Learn more about Direct Data Capture and what its future holds in clinical trials.
The Future of DDC in data collection for clinical trials
As technology advances, it’s meant to improve our lives simultaneously. With that said, Direct Data Capture, DDC for short, is currently improving at a rapid rate in clinical trials – which only means good things for patients and medical practices alike. And what’s more, both patients and clinicians will have peace of mind as Clinical Ink leads the charge in decentralized clinical trial conduct. We know that data collection and following the correct procedures in data collection is crucial the world over, especially when it comes to medical information. But what if data collection can be made easier? Let’s dive into the future of direct data capture in data collection for clinical trials.

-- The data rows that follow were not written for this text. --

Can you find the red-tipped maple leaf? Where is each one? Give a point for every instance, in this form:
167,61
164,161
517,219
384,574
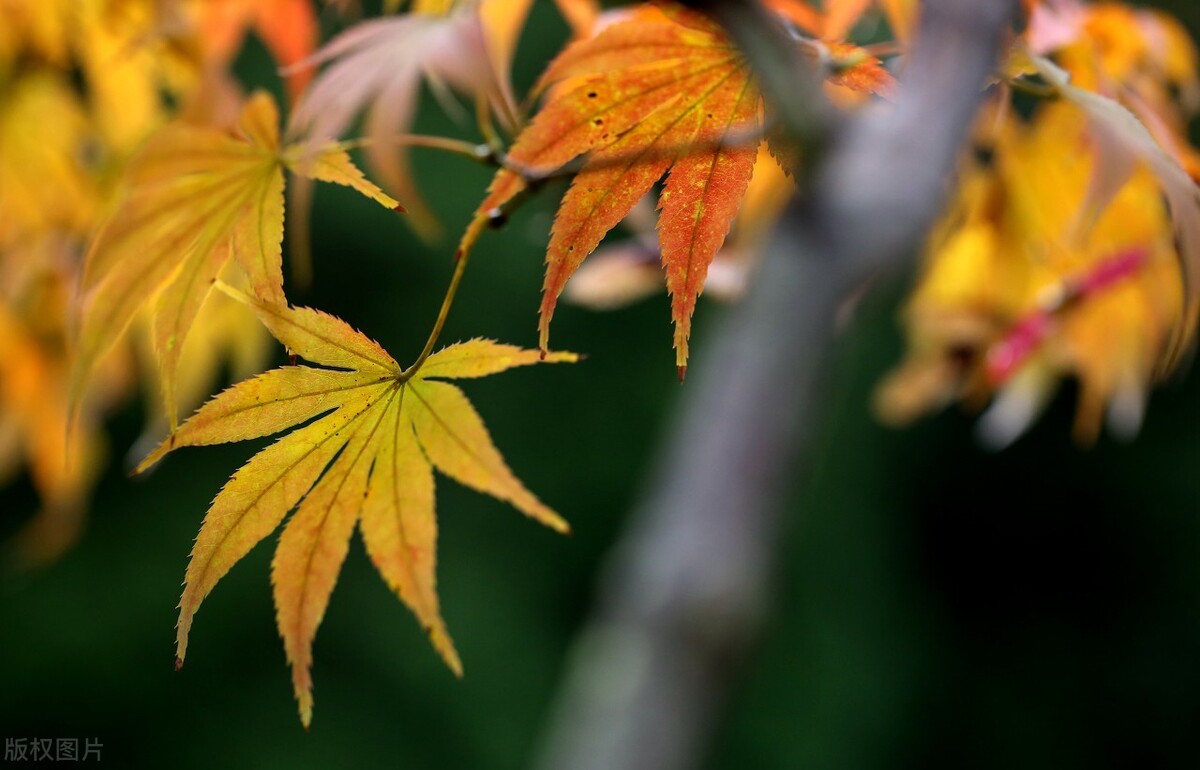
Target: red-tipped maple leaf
651,96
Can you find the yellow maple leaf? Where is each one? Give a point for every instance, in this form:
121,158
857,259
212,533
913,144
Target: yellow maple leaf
366,459
197,198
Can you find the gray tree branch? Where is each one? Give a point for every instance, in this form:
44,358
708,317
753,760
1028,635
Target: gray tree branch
683,593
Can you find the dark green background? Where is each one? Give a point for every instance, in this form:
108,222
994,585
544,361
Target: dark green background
937,606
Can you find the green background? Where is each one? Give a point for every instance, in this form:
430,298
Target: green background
936,605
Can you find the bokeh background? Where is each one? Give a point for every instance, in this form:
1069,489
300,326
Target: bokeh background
936,605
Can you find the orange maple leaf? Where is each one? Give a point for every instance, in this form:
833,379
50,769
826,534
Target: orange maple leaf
365,459
649,96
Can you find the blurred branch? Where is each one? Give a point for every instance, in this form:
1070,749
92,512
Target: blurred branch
683,594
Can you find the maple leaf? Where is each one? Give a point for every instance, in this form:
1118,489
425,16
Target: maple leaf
365,459
648,96
197,198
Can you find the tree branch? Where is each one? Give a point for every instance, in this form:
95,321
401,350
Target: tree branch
684,591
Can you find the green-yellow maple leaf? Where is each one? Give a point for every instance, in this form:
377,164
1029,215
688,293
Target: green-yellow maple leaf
367,459
197,197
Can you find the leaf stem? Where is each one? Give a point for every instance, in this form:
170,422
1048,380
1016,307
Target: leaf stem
461,258
480,152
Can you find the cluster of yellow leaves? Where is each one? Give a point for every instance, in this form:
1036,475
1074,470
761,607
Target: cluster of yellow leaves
59,154
197,199
365,462
1072,248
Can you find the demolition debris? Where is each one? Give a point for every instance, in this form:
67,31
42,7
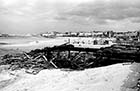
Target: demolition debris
70,57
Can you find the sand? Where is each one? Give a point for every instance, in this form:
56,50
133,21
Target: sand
109,78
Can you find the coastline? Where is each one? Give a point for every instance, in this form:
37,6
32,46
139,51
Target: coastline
131,83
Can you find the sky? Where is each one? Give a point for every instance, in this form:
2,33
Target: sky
37,16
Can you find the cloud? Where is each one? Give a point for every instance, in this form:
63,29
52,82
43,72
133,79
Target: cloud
101,11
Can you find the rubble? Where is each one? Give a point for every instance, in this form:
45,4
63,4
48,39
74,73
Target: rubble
68,56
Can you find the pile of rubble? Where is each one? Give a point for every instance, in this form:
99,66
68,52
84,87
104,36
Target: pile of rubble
70,57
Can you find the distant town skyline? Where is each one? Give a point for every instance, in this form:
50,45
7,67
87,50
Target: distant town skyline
36,16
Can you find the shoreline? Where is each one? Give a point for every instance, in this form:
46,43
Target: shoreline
130,84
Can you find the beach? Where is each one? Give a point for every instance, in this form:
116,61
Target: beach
117,77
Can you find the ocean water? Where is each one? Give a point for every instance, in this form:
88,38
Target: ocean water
29,43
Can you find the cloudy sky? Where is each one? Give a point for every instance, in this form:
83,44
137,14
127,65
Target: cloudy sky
35,16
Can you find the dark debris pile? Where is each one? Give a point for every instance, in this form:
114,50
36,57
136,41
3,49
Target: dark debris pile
71,57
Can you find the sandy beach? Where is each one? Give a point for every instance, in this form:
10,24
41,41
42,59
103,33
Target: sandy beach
110,78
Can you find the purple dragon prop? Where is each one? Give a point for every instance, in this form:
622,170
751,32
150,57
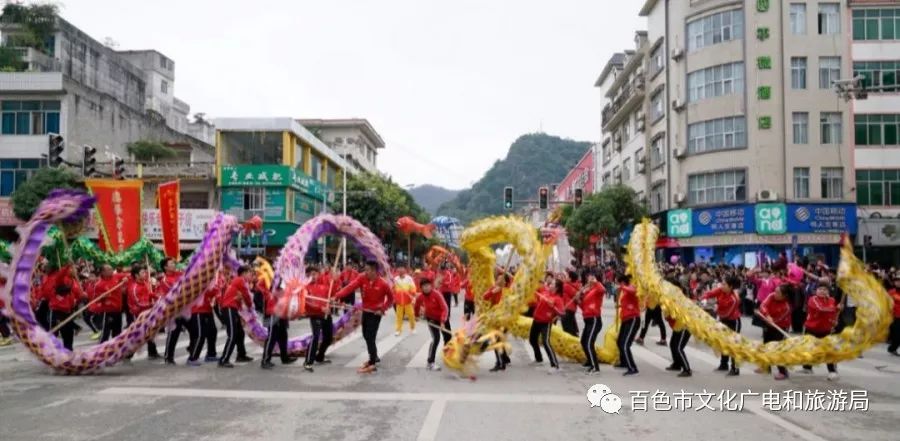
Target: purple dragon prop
69,207
291,265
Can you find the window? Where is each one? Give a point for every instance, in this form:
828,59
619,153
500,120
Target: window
877,129
30,117
832,182
801,127
716,187
829,18
657,60
254,202
657,198
721,80
798,73
657,106
717,134
878,187
798,18
14,172
715,29
832,128
829,71
801,182
657,152
876,24
878,76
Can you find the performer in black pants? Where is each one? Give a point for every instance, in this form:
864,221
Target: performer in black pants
654,316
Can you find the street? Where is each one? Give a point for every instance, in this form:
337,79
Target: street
403,401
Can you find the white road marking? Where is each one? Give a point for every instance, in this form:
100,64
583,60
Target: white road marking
429,429
345,396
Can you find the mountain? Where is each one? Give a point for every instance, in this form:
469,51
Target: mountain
533,160
431,197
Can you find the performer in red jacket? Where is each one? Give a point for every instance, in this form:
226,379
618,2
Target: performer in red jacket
434,308
236,296
821,318
777,308
728,309
140,298
629,323
63,294
376,299
548,307
591,302
894,338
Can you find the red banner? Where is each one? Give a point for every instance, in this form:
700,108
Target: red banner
168,217
118,212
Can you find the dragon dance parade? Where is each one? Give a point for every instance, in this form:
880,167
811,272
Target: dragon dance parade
514,296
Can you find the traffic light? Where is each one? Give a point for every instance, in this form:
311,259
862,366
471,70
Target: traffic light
88,162
507,198
55,149
119,168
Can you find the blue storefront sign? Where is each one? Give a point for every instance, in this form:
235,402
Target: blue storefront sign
801,218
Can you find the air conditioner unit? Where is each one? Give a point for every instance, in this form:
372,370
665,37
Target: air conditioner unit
766,196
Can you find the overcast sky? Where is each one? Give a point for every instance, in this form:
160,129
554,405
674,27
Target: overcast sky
448,84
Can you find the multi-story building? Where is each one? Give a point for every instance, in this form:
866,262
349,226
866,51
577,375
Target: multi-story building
92,95
748,142
876,61
353,139
581,176
276,169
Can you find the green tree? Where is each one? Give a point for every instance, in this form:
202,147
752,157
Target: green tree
609,213
29,194
150,151
378,202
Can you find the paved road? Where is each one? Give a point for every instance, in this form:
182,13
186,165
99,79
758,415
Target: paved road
403,401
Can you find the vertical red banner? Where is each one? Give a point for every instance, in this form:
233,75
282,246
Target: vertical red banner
118,212
168,217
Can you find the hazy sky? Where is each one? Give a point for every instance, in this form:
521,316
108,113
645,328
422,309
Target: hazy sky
448,84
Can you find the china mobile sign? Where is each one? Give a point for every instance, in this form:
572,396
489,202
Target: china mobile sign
192,224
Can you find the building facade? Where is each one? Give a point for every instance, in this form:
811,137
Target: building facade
748,143
876,117
353,139
276,169
94,96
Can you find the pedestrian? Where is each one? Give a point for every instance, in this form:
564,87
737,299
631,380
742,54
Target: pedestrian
894,338
433,307
629,322
404,290
729,313
776,308
376,299
591,302
140,298
549,306
821,318
236,296
571,288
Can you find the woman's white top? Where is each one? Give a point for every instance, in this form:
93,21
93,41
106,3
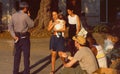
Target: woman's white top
72,19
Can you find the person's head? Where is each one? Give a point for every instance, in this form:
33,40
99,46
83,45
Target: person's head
70,11
54,15
23,6
79,41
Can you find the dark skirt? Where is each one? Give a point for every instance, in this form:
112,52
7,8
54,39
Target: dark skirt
57,44
72,30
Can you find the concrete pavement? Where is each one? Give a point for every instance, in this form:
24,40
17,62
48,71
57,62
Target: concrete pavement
39,60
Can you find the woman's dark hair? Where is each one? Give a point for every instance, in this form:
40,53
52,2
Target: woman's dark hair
70,8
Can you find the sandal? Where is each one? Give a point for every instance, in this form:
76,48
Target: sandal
52,72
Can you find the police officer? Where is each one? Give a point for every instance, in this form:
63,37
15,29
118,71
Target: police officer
18,28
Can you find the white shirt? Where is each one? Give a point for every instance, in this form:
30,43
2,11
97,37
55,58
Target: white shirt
72,19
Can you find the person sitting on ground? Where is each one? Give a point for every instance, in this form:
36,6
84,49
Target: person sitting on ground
84,56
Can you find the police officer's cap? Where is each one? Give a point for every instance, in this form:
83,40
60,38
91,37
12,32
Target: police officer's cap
23,4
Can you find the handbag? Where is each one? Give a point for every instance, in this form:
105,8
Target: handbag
82,32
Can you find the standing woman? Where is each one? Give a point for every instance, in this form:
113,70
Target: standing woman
74,23
57,26
74,28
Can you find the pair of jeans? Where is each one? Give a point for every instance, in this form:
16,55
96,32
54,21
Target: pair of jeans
23,45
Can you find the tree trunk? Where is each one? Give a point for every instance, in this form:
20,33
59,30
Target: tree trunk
42,19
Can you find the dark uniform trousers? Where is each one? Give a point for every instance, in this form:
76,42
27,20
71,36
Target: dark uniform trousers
23,45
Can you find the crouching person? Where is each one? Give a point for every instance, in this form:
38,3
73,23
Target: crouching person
84,56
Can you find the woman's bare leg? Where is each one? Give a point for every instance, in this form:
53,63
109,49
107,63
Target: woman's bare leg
62,58
53,59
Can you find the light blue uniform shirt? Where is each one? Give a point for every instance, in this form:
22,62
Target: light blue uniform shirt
20,22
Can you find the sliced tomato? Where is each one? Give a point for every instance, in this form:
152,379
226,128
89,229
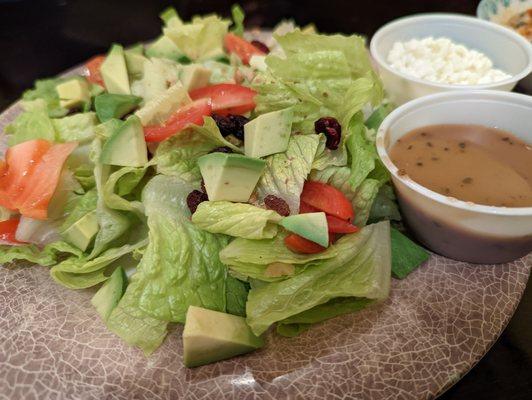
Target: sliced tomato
337,225
21,160
299,244
34,200
227,98
328,199
241,47
8,231
93,66
192,113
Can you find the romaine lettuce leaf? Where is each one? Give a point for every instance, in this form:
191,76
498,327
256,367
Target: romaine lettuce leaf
45,90
361,269
178,155
236,219
180,267
30,125
200,39
286,173
299,323
78,127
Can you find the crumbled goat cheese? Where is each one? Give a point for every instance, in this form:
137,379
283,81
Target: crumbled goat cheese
443,61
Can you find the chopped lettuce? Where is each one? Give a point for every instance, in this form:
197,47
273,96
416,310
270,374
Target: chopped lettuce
361,269
45,90
238,20
406,255
77,127
30,125
200,39
236,219
296,324
286,173
178,155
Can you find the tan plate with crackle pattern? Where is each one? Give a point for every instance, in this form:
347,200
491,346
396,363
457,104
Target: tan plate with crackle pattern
435,326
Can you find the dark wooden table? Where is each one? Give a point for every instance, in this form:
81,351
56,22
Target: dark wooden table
42,38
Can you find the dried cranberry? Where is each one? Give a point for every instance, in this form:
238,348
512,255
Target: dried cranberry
222,149
238,125
194,199
332,130
261,46
277,204
231,124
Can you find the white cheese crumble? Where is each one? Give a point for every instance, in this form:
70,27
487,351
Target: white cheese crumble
444,61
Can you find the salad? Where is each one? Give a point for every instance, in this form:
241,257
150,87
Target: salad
209,180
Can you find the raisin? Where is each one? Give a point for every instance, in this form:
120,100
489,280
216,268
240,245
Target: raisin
194,199
222,149
261,46
332,130
277,204
231,124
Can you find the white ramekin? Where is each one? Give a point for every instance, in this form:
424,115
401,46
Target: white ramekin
454,228
508,51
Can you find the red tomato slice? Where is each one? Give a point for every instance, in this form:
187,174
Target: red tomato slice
8,230
305,208
43,181
328,199
190,114
93,65
299,244
21,160
227,98
337,225
241,47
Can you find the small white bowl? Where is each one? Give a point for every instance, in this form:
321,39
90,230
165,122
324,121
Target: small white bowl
509,52
457,229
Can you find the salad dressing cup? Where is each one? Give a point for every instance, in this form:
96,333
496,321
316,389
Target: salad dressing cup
458,229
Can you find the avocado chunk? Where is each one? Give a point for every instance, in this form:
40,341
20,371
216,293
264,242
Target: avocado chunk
311,226
194,76
81,233
73,93
110,293
135,61
114,71
110,106
268,133
230,177
211,336
164,47
126,147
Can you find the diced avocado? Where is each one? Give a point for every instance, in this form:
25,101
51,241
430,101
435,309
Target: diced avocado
109,106
73,93
114,71
157,110
230,177
82,231
194,76
211,336
108,296
311,226
164,47
135,61
126,147
107,128
268,133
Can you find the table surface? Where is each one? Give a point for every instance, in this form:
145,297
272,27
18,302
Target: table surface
40,38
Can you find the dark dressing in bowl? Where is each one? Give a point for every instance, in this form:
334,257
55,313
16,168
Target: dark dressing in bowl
469,162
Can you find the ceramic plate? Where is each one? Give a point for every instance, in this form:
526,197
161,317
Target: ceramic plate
434,327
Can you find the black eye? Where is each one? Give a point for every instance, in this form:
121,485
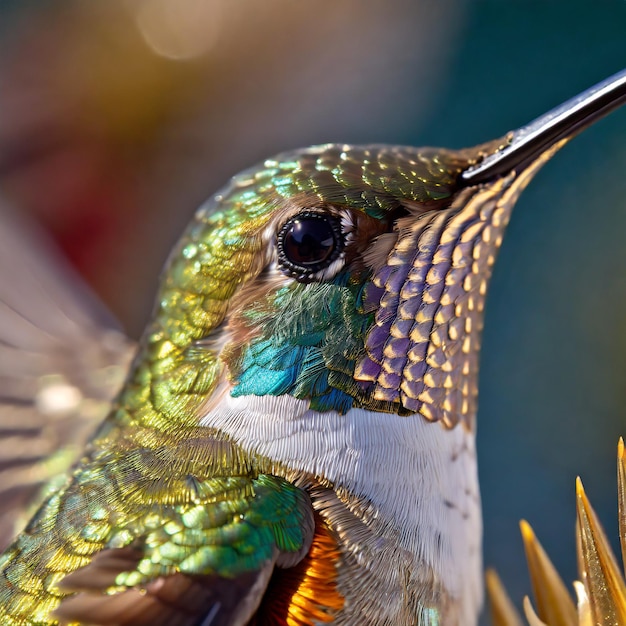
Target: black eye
309,242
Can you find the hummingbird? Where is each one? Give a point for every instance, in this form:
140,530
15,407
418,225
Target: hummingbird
294,440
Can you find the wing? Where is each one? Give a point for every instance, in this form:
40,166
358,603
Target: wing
61,362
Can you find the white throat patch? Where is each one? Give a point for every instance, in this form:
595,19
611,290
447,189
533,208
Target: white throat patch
419,476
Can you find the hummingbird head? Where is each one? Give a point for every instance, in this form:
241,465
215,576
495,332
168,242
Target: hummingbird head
348,277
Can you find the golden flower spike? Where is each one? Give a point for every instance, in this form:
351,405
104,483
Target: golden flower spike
601,591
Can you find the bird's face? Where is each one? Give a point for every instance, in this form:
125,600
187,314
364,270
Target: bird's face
347,277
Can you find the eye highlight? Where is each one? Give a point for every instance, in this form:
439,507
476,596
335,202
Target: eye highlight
308,243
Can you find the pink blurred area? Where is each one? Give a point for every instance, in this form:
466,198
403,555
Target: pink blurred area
118,118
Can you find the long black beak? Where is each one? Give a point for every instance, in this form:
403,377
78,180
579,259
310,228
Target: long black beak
529,142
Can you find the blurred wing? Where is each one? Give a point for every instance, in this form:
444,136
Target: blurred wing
61,363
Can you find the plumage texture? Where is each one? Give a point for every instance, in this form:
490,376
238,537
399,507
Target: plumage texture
181,490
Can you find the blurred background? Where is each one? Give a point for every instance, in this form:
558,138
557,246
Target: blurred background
118,117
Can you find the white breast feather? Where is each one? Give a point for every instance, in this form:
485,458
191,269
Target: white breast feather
420,476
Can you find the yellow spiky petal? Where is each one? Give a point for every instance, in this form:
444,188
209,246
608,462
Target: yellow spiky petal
554,603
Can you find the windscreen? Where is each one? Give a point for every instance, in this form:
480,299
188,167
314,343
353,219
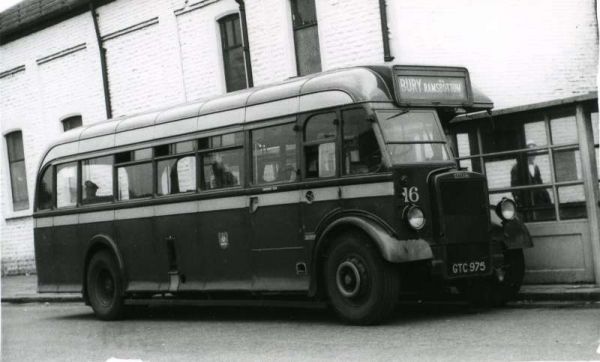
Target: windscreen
412,136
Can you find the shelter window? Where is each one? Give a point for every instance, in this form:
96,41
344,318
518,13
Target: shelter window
71,123
306,36
221,158
361,150
18,174
134,174
66,184
46,189
97,180
233,53
274,154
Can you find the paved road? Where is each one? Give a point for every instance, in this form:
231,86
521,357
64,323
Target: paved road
69,332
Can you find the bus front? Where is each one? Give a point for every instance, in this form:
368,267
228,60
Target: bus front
435,201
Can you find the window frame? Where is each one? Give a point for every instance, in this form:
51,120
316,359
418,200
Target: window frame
225,49
17,205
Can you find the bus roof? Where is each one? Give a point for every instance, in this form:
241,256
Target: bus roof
321,90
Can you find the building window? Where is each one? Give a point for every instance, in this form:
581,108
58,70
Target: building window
306,37
233,53
18,177
71,123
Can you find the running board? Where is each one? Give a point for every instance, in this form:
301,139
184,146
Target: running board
226,303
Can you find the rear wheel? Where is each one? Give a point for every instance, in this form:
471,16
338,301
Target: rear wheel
105,287
362,287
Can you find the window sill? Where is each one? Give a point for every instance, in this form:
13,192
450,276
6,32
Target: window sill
13,215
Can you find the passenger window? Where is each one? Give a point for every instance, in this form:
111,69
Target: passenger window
222,168
319,145
177,175
361,150
134,179
274,154
96,180
45,190
66,184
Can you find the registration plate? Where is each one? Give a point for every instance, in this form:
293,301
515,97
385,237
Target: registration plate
469,267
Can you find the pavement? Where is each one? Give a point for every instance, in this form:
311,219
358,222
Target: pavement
23,289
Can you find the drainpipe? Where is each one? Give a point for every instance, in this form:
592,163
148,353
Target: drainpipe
103,68
246,43
385,33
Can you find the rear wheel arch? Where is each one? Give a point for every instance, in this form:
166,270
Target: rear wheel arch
99,243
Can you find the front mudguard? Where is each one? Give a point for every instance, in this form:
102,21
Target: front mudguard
511,234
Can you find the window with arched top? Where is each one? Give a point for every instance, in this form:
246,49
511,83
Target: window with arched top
18,174
71,123
233,53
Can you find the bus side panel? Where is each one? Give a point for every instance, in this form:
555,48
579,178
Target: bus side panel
44,260
178,247
66,255
135,239
225,239
86,232
278,248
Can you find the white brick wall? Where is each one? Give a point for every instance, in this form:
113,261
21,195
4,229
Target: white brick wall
518,53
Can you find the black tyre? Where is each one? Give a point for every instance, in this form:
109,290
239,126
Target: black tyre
362,287
105,287
514,271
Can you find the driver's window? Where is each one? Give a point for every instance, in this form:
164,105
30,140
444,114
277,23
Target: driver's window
361,150
320,133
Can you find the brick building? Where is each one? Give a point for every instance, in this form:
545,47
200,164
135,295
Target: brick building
74,61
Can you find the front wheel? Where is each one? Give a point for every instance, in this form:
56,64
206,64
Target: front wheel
104,286
362,287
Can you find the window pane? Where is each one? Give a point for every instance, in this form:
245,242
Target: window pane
66,185
222,169
18,179
45,190
308,54
14,142
564,130
572,202
361,150
235,69
176,175
567,165
535,133
595,126
71,123
500,171
274,154
134,181
320,127
536,204
304,12
96,180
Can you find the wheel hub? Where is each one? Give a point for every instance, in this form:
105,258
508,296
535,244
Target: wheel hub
348,279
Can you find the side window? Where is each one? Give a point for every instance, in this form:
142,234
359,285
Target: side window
274,154
177,172
320,133
66,184
134,174
361,151
221,159
96,180
45,189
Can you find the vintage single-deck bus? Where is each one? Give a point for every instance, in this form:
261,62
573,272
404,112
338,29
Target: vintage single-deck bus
337,187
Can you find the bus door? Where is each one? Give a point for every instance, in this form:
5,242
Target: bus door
322,192
278,251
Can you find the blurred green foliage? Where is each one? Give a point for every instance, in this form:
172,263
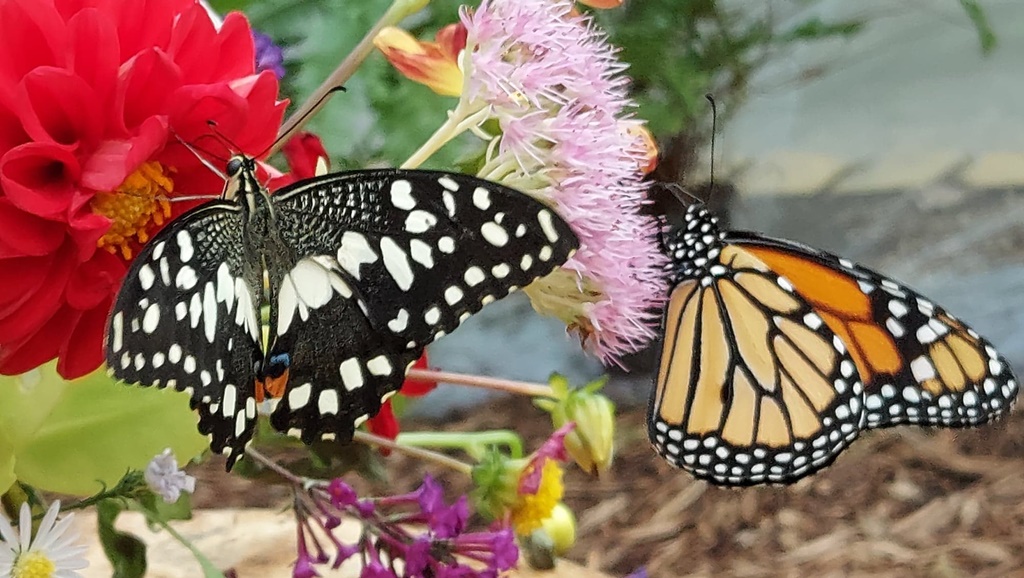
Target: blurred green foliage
678,50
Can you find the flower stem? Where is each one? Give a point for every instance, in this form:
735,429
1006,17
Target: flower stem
395,13
427,455
274,466
210,570
460,120
473,443
498,384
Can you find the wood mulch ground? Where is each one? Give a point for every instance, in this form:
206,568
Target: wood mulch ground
901,502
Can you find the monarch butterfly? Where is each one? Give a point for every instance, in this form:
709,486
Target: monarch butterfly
777,356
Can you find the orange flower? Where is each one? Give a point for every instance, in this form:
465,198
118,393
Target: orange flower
433,64
650,147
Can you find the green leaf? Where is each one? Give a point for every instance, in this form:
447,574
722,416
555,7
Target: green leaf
126,552
77,437
159,509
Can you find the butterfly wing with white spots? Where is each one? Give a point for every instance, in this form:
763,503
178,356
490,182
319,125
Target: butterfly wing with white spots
187,318
920,364
397,258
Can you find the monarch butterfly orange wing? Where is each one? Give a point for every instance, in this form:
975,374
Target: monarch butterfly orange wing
754,386
919,364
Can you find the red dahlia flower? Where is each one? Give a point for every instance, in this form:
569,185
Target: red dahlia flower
385,423
91,97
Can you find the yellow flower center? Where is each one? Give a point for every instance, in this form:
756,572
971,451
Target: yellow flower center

What is direct data capture?
Direct Data Capture forms part of the four types of eSource. What is eSource? In simple terms, eSource means that electronic data is source data. It is essentially a way of collecting data by directly putting this data into an electronic record. Sounds confusing? Think of it as filling out a digital form. Right, back to DDC. With DDC, it is the process of inputting data into an eCRF (a paper or digital questionnaire) contemporaneously. Essentially, you are filling in a form digitally instead of on paper. The patient\’s data is captured immediately into a DDC tool during a visit.
What is data collection?
According to the United States National Library of Medicine – National Institutes of Health, data collection for clinical research is the act of gathering variables relevant to research. Further, these variables include patient parameters, data items, data elements, or questions, which are aggregated into data collection forms for study implementation.
What are clinical trials?
When medical teams want to evaluate a medical, surgical, or behavioural intervention, they perform clinical trials on people, also referred to as research studies or cases. Clinical trials are the primary tool to determine if a new treatment or surgery (think a new prescription drug, a life-saving medical device like a dialysis machine, or a ground breaking spinal surgery that takes one hour) is safe AND effective in people. In many cases, clinical trials are also used to determine whether a new treatment will have no, fewer, or more side effects than the current treatment. But that’s not all clinical trials are used for. In other cases, it’s used as a tool to detect diseases early to prevent health problems. Another way clinical trials are used is to ease suffering for people living with deadly diseases or chronic health problems like asthma.
The Future of DDC
There have been many positive views on the future of direct data capture, such as improved patient experience, fewer errors, and saving time. Yet the paper solution consistently wins this race. But will DDC win the marathon? The simple answer is yes. Will it be tough to convince clinicians to switch over to DDC? Absolutely. Dan Vahdat, CEO and founder of Huma, noted that the digitalization of clinical trials enables researchers to “collect a lot more data, a lot more easily and from a lot more people.” Now, this is the future, and it cannot be denied. What organizations should consider is that eventually digitizing processes will catch up with them, and offering an easy-to-use system will benefit everyone – the point is to look toward the future, and however scary it is, it includes digitization. Something to consider for the future is to also look at a hybrid approach. The future can also work this way. Part of this could be that DDC is used as the main way to capture data, and the paper-based solution is used as a backup in case of power failures or systems being down – these issues can arise. Another benefit of a hybrid approach is that if the clinical trial includes multiple sites, you should be using a system that works specifically for each site, whether digital or paper.
But we also must look at this from a patient perspective. DDC allows patients to capture data directly into an electronic tool, meaning patients can participate in a clinical trial from anywhere AND track any side-effects and success digitally. And from a monitoring perspective, it allows organizations to review data in real-time.